The probe came at the behest of Khairuddin Abu Hassan, a former senior member of Najib’s ruling party United Malays United Organisation (UMNO) who was fired earlier this year. Khairuddin said that four “highly questionable” companies linked to the Prime Minister made the deposits at a Hong Kong office of the bank Credit Suisse.
Since his dismissal earlier this year, Khairuddin has been an outspoken critic of Najib, who a Wall Street Journal article alleges received around $700 million from a state development fund called 1 Malaysia Development Berhad (1MDB). The fund is currently some $11 billion in debt.
The Prime Minister has repeatedly denied the Journal’s allegations, insisting the funds in his personal accounts were a gift from a Middle Eastern benefactor. The government has dismissed Khairuddin’s police case in Hong Kong as “false and politically motivated.”
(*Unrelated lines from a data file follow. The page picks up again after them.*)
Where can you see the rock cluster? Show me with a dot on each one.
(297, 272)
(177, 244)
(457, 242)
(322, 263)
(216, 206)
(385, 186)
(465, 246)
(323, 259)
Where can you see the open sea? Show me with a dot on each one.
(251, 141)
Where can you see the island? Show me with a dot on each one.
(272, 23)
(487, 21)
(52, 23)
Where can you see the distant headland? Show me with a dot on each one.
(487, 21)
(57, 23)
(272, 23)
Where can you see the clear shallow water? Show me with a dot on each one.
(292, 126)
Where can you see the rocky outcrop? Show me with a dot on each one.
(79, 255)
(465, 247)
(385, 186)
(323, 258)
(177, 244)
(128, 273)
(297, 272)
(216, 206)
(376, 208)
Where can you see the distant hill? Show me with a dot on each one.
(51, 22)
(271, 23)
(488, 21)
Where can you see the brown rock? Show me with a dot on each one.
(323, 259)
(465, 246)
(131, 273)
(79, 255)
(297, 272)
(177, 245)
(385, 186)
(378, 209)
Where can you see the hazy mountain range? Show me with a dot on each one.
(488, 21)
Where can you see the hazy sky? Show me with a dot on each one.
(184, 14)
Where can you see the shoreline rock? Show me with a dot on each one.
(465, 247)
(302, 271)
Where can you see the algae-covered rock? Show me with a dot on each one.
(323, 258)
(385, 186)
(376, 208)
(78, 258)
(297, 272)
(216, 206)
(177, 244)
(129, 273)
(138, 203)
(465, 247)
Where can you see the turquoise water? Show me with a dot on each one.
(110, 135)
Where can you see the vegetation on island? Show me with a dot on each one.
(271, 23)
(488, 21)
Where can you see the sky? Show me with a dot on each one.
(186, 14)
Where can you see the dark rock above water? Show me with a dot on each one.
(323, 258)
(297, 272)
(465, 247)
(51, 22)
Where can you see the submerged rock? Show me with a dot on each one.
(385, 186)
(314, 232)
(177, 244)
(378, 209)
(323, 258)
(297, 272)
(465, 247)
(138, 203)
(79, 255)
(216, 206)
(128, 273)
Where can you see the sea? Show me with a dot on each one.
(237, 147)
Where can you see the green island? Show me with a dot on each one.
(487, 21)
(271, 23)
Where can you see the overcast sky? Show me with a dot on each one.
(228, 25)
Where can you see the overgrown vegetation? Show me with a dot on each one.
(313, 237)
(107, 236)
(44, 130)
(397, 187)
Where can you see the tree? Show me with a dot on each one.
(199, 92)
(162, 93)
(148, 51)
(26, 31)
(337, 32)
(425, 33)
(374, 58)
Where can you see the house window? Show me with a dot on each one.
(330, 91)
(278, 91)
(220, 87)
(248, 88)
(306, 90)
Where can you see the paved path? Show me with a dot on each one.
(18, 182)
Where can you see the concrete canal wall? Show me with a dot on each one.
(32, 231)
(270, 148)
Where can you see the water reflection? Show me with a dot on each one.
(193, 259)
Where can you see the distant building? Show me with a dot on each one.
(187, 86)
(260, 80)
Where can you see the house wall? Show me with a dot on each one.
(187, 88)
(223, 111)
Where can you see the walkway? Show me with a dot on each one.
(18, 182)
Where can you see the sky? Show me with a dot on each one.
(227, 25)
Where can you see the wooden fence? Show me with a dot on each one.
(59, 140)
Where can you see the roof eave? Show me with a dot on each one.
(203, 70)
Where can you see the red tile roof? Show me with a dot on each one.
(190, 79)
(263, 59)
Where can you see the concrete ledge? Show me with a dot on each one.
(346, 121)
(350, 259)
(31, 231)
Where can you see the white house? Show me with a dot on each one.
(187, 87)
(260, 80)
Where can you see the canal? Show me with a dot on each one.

“The prime minister does not control any Credit Suisse bank accounts in Hong Kong, whether in his name or the name of the companies mentioned,” a spokesman for Najib’s office said in a statement.
Hong Kong police have confirmed an investigation is under way, according to the Financial Times.
In an email to TIME on Friday afternoon, a Credit Suisse representative in Hong Kong said that “as a general policy” the bank would not say whether it had ties to the companies listed by Khairuddin, or if it was involved in an investigation, though it would cooperate with any probe that was launched.